Question: Let $\beta=zdx\wedge dy+xzdx\wedge dz$, and let $\mathbb{X}$ be the vector field on $\mathbb{R}^3$ given by $\mathbb{X}=(0,-x,-1)$. Compute $i_\mathbb{X}\beta$, combining terms where possible.
Answer so far: $$i_\mathbb{X}\beta=i_\mathbb{X}(zdx\wedge dy+xzdx\wedge dz)=i_\mathbb{X}(zdx\wedge dy)+i_\mathbb{X}(xzdx\wedge dz)$$
I know that $i_\mathbb{X}(a\wedge b)=(i_\mathbb{X}a)\wedge b+(-1)^ka\wedge(i_\mathbb{X}b)$ for $a$ a $k$-form. In this case we are only dealing with the wedge product of $1$-forms so this formula will actually be:
$$i_\mathbb{X}(a\wedge b)=(i_\mathbb{X}a)\wedge b-a\wedge(i_\mathbb{X}b).$$
Problem: I am stuck on the first part of the contraction:
$$i_\mathbb{X}(zdx\wedge dy)=i_\mathbb{X}(zdx)\wedge dy-zdx\wedge i_\mathbb{X}(dy)=z\cdot 0\wedge dy-zdx\wedge(-x).$$
I'm pretty sure this first part disappears $(=0)$, what happens to this second part?
Any hints would be greatly appreciated, but if I could get a worked answer I would be very greatful
You can further simplify by using the fact that $i_{\mathbb{X}}$ is linear over smooth functions, i.e. $i_{\mathbb{X}}(f\omega) = fi_{\mathbb{X}}\omega$. To see this, note that $f$ is a $0$-form, so by the Leibniz property
$$i_{\mathbb{X}}(f\omega) = i_{\mathbb{X}}f\wedge\omega + (-1)^0fi_{\mathbb{X}}\omega = fi_{\mathbb{X}}\omega$$
where we have used the fact that $i_{\mathbb{X}}f$ is a $-1$-form and therefore must be zero.

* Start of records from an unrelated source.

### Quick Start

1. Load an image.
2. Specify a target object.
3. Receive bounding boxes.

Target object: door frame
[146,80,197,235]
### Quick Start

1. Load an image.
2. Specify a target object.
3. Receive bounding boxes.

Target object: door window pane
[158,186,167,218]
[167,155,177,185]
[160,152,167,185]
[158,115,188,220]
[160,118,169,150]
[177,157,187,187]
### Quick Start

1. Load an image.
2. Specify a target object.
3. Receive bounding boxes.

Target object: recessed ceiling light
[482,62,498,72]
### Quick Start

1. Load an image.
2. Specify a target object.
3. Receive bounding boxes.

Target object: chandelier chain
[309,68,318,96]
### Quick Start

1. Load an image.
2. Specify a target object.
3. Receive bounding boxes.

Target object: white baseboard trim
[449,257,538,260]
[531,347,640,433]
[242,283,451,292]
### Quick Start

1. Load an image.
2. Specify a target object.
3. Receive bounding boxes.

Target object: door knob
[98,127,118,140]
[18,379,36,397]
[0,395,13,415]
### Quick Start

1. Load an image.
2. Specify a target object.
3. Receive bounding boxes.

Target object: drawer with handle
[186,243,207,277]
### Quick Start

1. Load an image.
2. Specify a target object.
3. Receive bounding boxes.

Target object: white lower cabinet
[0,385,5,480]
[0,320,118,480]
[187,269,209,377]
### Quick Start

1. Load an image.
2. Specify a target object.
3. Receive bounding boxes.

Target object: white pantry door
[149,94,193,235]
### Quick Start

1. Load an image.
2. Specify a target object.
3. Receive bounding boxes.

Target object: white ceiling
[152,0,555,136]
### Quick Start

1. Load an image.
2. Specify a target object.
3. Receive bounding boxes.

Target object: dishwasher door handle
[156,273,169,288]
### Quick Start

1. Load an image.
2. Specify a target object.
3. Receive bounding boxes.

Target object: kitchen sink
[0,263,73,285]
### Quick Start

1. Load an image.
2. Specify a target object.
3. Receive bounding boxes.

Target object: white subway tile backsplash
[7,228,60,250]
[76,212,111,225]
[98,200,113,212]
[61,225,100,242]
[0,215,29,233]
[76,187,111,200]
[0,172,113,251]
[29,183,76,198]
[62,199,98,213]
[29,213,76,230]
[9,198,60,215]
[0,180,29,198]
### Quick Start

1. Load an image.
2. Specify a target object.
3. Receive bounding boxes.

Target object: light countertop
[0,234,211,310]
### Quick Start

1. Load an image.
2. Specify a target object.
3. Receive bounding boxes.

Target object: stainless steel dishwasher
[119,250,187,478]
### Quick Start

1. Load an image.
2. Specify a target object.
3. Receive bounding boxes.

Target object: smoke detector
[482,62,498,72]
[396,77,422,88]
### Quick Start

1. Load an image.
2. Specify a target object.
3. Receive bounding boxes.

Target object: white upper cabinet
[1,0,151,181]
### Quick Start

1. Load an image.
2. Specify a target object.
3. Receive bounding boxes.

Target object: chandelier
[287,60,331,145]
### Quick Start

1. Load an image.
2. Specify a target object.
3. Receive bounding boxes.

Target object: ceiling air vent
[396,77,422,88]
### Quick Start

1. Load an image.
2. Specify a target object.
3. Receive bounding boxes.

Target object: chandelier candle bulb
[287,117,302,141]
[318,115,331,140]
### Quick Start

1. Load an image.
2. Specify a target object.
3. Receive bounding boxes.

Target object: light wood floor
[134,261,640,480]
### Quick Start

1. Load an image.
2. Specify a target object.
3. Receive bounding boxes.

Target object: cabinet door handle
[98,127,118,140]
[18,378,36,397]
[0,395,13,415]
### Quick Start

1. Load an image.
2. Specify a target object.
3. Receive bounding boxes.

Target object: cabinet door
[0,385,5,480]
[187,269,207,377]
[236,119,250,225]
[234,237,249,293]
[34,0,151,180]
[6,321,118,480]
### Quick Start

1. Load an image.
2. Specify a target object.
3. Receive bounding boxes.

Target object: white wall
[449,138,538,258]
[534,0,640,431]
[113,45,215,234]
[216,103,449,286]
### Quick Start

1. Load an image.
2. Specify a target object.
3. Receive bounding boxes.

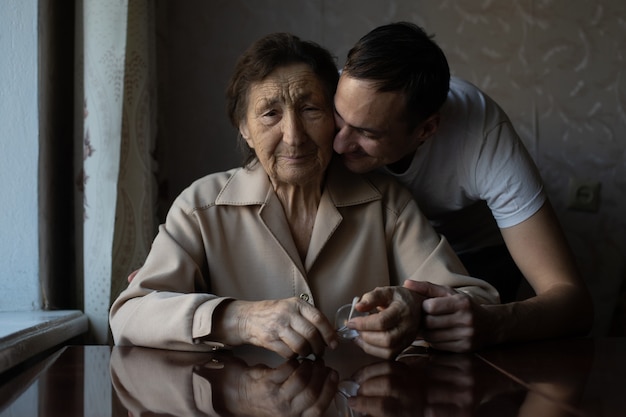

Therefore, $$i_{\mathbb{X}}(z\,dx\wedge dy) = z\,i_{\mathbb{X}}(dx\wedge dy) = z(i_{\mathbb{X}}dx\wedge dy - dx\wedge i_{\mathbb{X}}dy).$$
As $dx$ is a one-form, $i_{\mathbb{X}}dx = dx(\mathbb{X}) = dx((0, -x, -1)) = 0$ - $dx$ is the one-form which returns the first component of the vector field. Likewise, as $dy$ is a one-form, $i_{\mathbb{X}}dy = dy((0, -x, -1)) = -x$ - $dx$ is the one-form which returns the second component of the vector field. Therefore
$$i_{\mathbb{X}}(z\,dx\wedge dy) = z(i_{\mathbb{X}}dx\wedge dy - dx\wedge i_{\mathbb{X}}dy) = z(0\wedge dy - dx\wedge (-x)) = z(xdx) = xz\, dx.$$
Note, the last step of your working reduces to $xz\, dx$ once you realise that wedging with a $0$-form is just multiplication.
In general, if the $k$-form $\omega$ is written as the wedge product of $1$-forms, $\omega = \alpha^1\wedge\dots\wedge\alpha^k$, then
$$i_{\mathbb{X}}\omega = \sum_{i=0}^k(-1)^{i-1}\alpha^i(\mathbb{X})\alpha^1\wedge\dots\wedge\alpha^{i-1}\wedge\alpha^{i+1}\wedge\dots\wedge\alpha^k.$$
This can be shown by repeated application of the Leibniz rule.